Geography and distribution
Bulbophyllum macranthum is native to Assam (India), Burma (Myanmar), Thailand, Cambodia, Vietnam, Nicobar Islands, Malaysia, Singapore, Sumatra, Java, Borneo, Philippines, Sulawesi, Moluccas, New Guinea and Solomon Islands. It is common in parts of this range, for example on the Nicobar Islands, but rare in others.
In some areas it can be confused with similar-looking species (B. praetervisum in Borneo, which differs in having a pair of downward-pointing teeth on the column, and B. grandifolium in New Guinea, which differs in having a triangular, rather than quadrangular, basal part of the lip).
Bulbophyllum macranthum grows in a very wide range of habitats, and has been collected in primary and secondary, evergreen, semi-deciduous and deciduous, broadleaf and coniferous, lowland to montane forests.
A robust, creeping, epiphytic (growing on other plants) orchid, with a rhizome 4–5 mm thick, which is covered with sheaths that break down leaving persistent fibres about 2 cm long. The pseudobulbs are about 3 cm tall and each bears a single 10–25 cm long, thick leathery leaf. The flowers are solitary, sometimes over 4 cm in diameter, and have fleshy, shiny sepals and petals. The dorsal sepals and petals are whitish with dense purple spotting and the lateral sepals are ochre-yellow, spotted with purple.
The British botanist Henry N. Ridley (1855-1956) described the flowers as smelling of cloves, while some have said they smell faintly of camphor.
Illustration of Bulbophyllum macranthum by Matilda Smith and John Nugent Fitch from Curtis's Botanical Magazine (1891).
Bulbophyllum macranthum is pollinated by fruit flies (Bactrocera species).
Threats and conservation
Many epiphytes have undergone a dramatic population decline, mainly because of habitat loss and timber extraction activities, which have driven many species close to extinction. Forests in parts of the region where Bulbophyllum macranthum occurs have been heavily logged, degraded and fragmented.

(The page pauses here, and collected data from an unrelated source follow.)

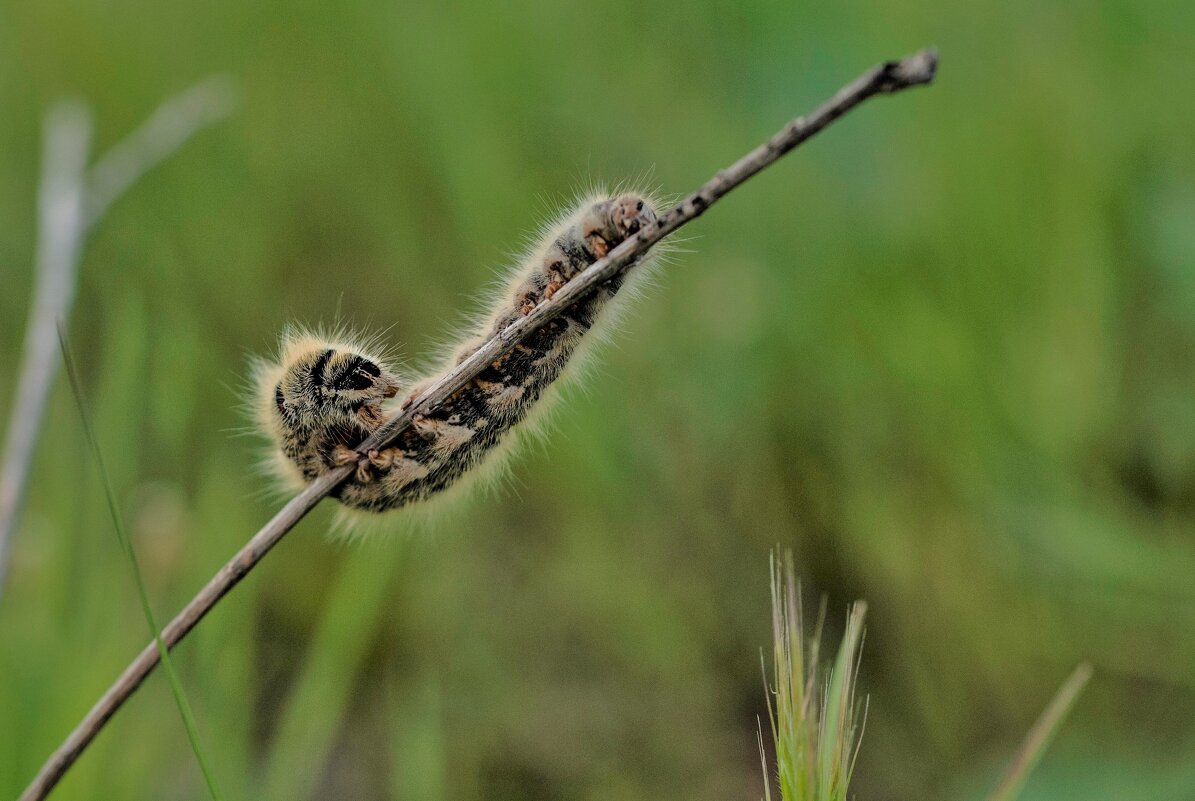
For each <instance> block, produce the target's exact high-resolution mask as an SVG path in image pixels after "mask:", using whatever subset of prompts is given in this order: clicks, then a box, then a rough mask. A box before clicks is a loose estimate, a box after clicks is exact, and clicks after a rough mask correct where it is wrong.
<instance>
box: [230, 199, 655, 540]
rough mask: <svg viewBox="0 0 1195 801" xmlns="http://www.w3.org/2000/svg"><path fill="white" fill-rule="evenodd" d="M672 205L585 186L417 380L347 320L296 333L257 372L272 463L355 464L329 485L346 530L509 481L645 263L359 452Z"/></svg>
mask: <svg viewBox="0 0 1195 801" xmlns="http://www.w3.org/2000/svg"><path fill="white" fill-rule="evenodd" d="M660 208H661V202H660V201H658V200H656V198H654V197H651V196H650V195H649V194H648V192H639V191H631V190H626V189H623V188H621V187H620V188H619V190H618V191H615V192H614V194H606V192H601V191H593V192H589V194H587V195H586V196H584V197H583V198H582V200H580V201H578V202H576V203H574V204H572V207H571V208H570V209H569V210H568V212H565V213H564V214H562V215H559V216H557V218H556V219H554V220H553V221H552V222H550V224H547V225H545V226H543V227H541V228H540V232H539V234H538V237H537V238H535V239H534V241H533V243H532V244H531V245H529V246H528V249H527V250H526V251H525V255H523V256H522V257H521V258H519V259H517V261H516V262H515V264H514V267H513V268H510V269H509V270H507V273H505V275H504V277H503V279H502V280H501V281H500V282H498V283H496V285H495V287H494V288H491V289H490V291H489V292H488V293H485V295H486V296H485V300H484V304H483V308H482V310H480V312H482V313H480V316H479V317H478V318H477V319H478V320H479V322H478V323H477V324H474V325H472V326H470V328H466V329H465V330H464V334H462V335H461V336H458V337H455V338H454V342H453V343H452V344H451V346H449V347H446V348H445V349H443V351H442V354H441V357H440V359H439V360H437V362H436V366H435V367H434V368H433V369H429V371H425V372H424V373H423V377H422V378H419V379H415V380H412V378H411V377H409V375H405V374H404V373H403V372H402V371H400V369H399V367H398V365H396V363H394V362H393V360H392V359H390V357H388V354H387V351H386V349H385V348H382V347H381V342H380V338H379V337H378V336H373V337H361V336H355V335H351V334H350V332H348V331H347V330H344V329H343V328H341V329H337V330H335V331H332V332H331V334H320V332H318V331H310V330H305V329H293V330H289V331H287V332H286V334H284V335H283V337H282V344H281V347H280V349H278V354H277V356H276V359H274V360H257V362H256V363H255V366H253V371H252V383H253V386H255V390H253V410H255V418H256V422H257V426H258V428H259V429H261V430H262V432H263V433H264V434H265V435H266V436H268V438H269V439H270V441H271V453H270V459H269V463H268V465H266V469H268V471H269V472H270V473H272V475H274V476H275V477H276V478H278V479H281V482H282V483H284V484H286V485H287V488H288V489H290V490H294V489H299V488H301V487H302V485H304V484H305V483H306V482H310V481H312V479H313V478H315V477H317V476H319V475H321V473H324V472H327V471H329V470H333V469H337V467H341V466H344V465H347V464H354V465H356V469H355V471H354V473H353V476H351V477H350V478H349V479H348V481H347V482H344V483H343V484H341V485H339V487H338V488H337V489H336V490H333V491H332V493H331V495H332V496H333V497H336V499H337V500H338V501H339V502H341V503H342V508H343V512H342V514H341V515H339V522H341V527H342V528H344V530H348V531H351V532H356V533H360V532H361V530H362V522H363V521H367V520H378V519H379V514H378V513H382V512H391V510H394V509H406V510H415V512H416V513H417V514H416V516H417V518H422V519H427V518H428V516H430V515H431V514H434V510H433V509H434V508H436V507H446V506H452V503H451V502H449V499H451V497H453V496H458V495H460V494H461V493H462V491H466V490H467V489H468V488H470V487H476V485H477V484H478V483H479V482H478V481H477V479H478V478H486V479H488V482H485V483H489V484H494V483H496V482H498V481H501V477H502V475H503V472H502V467H503V465H504V464H505V460H504V459H503V455H504V454H507V453H509V452H510V450H511V445H513V444H514V442H516V441H520V440H523V439H526V436H525V435H526V434H528V433H531V432H533V430H534V428H535V426H537V424H538V423H539V422H541V421H543V418H544V415H543V411H544V410H545V408H546V406H547V405H549V398H546V397H545V396H546V395H554V392H551V390H553V389H554V386H556V385H557V383H558V381H559V379H560V378H562V377H563V375H564V374H565V373H572V374H575V373H576V372H577V369H578V367H581V362H582V361H583V359H584V356H586V355H587V353H588V351H590V350H592V348H590V346H592V344H593V343H594V342H596V341H600V340H602V338H605V336H606V335H607V334H608V332H609V331H611V330H612V328H613V323H614V317H615V312H617V308H615V307H617V306H620V305H621V304H614V302H612V301H613V300H614V299H615V295H619V299H621V298H625V296H626V295H627V294H630V293H629V292H627V291H626V289H625V288H624V283H626V285H637V283H642V281H639V279H641V277H642V276H643V275H644V274H645V273H646V270H645V269H644V268H646V267H648V264H646V263H639V264H637V265H636V267H635V268H633V269H632V270H630V271H627V273H625V274H623V275H619V276H615V277H614V279H611V280H609V281H607V282H605V283H602V285H600V286H597V287H596V288H595V289H594V291H593V292H590V293H588V294H587V295H586V296H584V298H582V299H581V300H577V301H576V302H574V304H572V305H571V306H569V307H568V308H566V310H565V311H564V312H563V313H562V314H560V316H559V317H557V318H556V319H553V320H551V322H549V323H546V324H545V325H543V326H541V328H540V329H539V330H537V331H535V332H534V334H532V336H529V337H528V338H527V340H525V341H523V342H521V343H520V344H517V346H515V348H514V349H513V350H511V351H510V353H508V354H507V355H504V356H502V357H501V359H498V360H497V361H495V362H492V363H491V365H490V366H489V367H488V368H486V369H485V371H483V372H482V373H480V374H479V375H478V377H477V378H474V379H472V380H471V381H468V384H466V385H465V386H464V387H462V389H461V390H459V391H458V392H455V393H454V395H453V396H451V397H449V398H448V399H446V400H445V402H443V403H441V404H440V405H439V406H437V408H436V409H434V410H433V411H430V412H429V414H427V415H418V416H416V418H415V421H413V423H412V424H411V426H410V428H407V429H405V430H404V432H402V433H400V434H399V436H398V439H397V440H396V441H394V442H392V444H391V445H390V446H387V447H385V448H382V450H379V451H370V452H369V453H368V454H367V458H362V457H361V455H360V454H357V453H356V451H354V448H355V447H356V446H357V445H360V444H361V442H362V441H363V440H366V439H367V438H368V436H369V434H372V433H373V432H374V430H376V429H378V427H379V426H381V423H382V422H384V421H385V420H386V418H388V417H390V416H392V415H393V414H396V412H397V411H399V410H400V409H403V408H404V404H405V402H409V400H410V399H412V398H415V397H417V396H418V395H419V392H421V391H422V389H423V387H425V386H429V385H430V384H431V383H434V381H435V380H436V379H437V378H439V377H440V375H442V374H443V373H445V372H447V371H449V369H452V368H453V367H454V366H455V365H456V363H459V362H460V361H461V360H462V359H465V357H466V356H468V355H470V354H471V353H473V351H474V350H476V349H477V348H478V347H479V346H480V344H482V343H483V342H485V341H486V340H489V338H490V337H491V336H494V335H495V334H497V332H498V331H501V330H502V329H504V328H505V326H507V325H509V324H510V323H513V322H514V320H516V319H519V318H521V317H522V316H525V314H527V313H529V312H531V311H532V310H533V308H534V307H535V306H537V305H539V304H540V302H544V301H545V300H547V299H550V298H552V296H553V295H554V293H556V292H558V291H559V289H560V288H562V287H563V286H564V285H565V283H568V281H569V280H571V279H572V277H574V276H576V275H577V274H580V273H581V271H583V270H584V269H587V268H588V267H589V265H592V264H594V263H595V262H597V261H599V259H601V258H602V257H603V256H606V253H607V252H609V251H611V250H612V249H613V247H615V246H617V245H618V244H620V243H621V241H623V240H624V239H626V238H627V237H630V236H632V234H633V233H636V232H637V231H639V228H641V227H643V226H644V225H648V224H650V222H654V221H655V219H656V213H657V209H660ZM650 261H651V258H644V259H643V262H650ZM620 291H621V294H619V293H620ZM513 433H514V434H516V435H515V436H511V434H513ZM465 479H468V481H465ZM440 501H445V502H443V503H441V502H440ZM387 519H388V518H387ZM372 527H373V526H372V525H366V526H364V528H372Z"/></svg>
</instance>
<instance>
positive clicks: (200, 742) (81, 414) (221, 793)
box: [59, 328, 223, 801]
mask: <svg viewBox="0 0 1195 801" xmlns="http://www.w3.org/2000/svg"><path fill="white" fill-rule="evenodd" d="M59 344H61V346H62V360H63V362H66V372H67V378H68V380H69V383H71V391H72V393H73V395H74V399H75V403H76V404H78V405H79V417H80V420H81V421H82V433H84V439H86V440H87V447H88V450H90V451H91V454H92V457H93V458H94V459H96V469H97V471H98V472H99V481H100V483H102V484H103V485H104V500H105V501H108V513H109V515H110V516H111V519H112V528H114V530H116V539H117V542H118V543H119V545H121V550H122V551H124V556H127V557H128V560H129V571H130V573H131V574H133V583H134V585H135V586H136V588H137V600H140V601H141V611H142V613H143V614H145V618H146V623H147V624H148V626H149V634H151V636H152V637H153V640H154V644H155V646H157V647H158V655H159V656H160V658H161V667H163V669H164V671H165V672H166V678H168V679H170V691H171V695H173V696H174V703H176V704H177V705H178V714H179V716H182V719H183V728H185V729H186V739H188V740H189V741H190V744H191V751H194V752H195V760H196V762H198V763H200V770H201V771H202V772H203V781H204V782H207V785H208V791H209V793H210V794H212V797H213V800H214V801H221V800H222V799H223V794H222V793H221V791H220V787H219V784H217V783H216V777H215V774H213V772H212V768H210V765H209V763H208V758H207V756H206V754H204V750H203V744H202V742H200V730H198V728H197V727H196V726H195V715H192V714H191V704H190V703H188V701H186V695H185V693H184V692H183V683H182V680H179V678H178V671H176V669H174V661H173V660H172V659H171V658H170V648H167V647H166V643H165V641H163V638H161V628H159V625H158V622H157V620H155V619H154V613H153V605H152V604H151V603H149V592H148V591H147V589H146V582H145V579H143V577H142V576H141V564H140V562H137V555H136V551H134V550H133V540H131V539H129V533H128V531H127V530H125V528H124V515H122V514H121V505H119V501H117V500H116V493H114V491H112V482H111V481H110V479H109V477H108V469H106V467H104V455H103V452H102V451H100V447H99V440H98V439H97V438H96V432H94V430H93V429H92V427H91V412H90V411H88V410H87V399H86V398H85V397H84V392H82V385H81V384H80V383H79V373H78V371H76V368H75V362H74V356H73V355H72V353H71V346H69V343H68V342H67V335H66V331H63V330H62V329H61V328H60V329H59Z"/></svg>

Bulbophyllum macranthum is a very attractive orchid, popular with hobbyists, and hence populations may suffer as a result of collection of individuals from the wild for the horticultural trade. The continued collection of Bulbophyllum macranthum in logged and secondary forests suggests that it is able to regenerate and persist in disturbed and secondary vegetation.
The species is currently listed on Appendix II of the Convention on International Trade in Endangered Species of Wild Fauna and Flora (CITES), meaning that international trade in it is controlled through permits.
Bulbophyllum macranthum is being monitored as part of the 'Sampled Red List Index' project, which aims to produce conservation assessments for a representative sample of the world’s plant species. This information will then be used to monitor trends in extinction risk and help focus conservation efforts where they are needed most.
Bulbophyllum macranthum is cultivated as an ornamental by orchid enthusiasts.
This species at Kew
Bulbophyllum macranthum is grown in the behind-the-scenes Tropical Nursery at Kew and can sometimes be seen on display in the Princess of Wales Conservatory.
Dried and alcohol-preserved specimens of Bulbophyllum macranthum are held in Kew’s Herbarium, where they are available to researchers from around the world by appointment. The details of some of these can be seen online in the Herbarium Catalogue.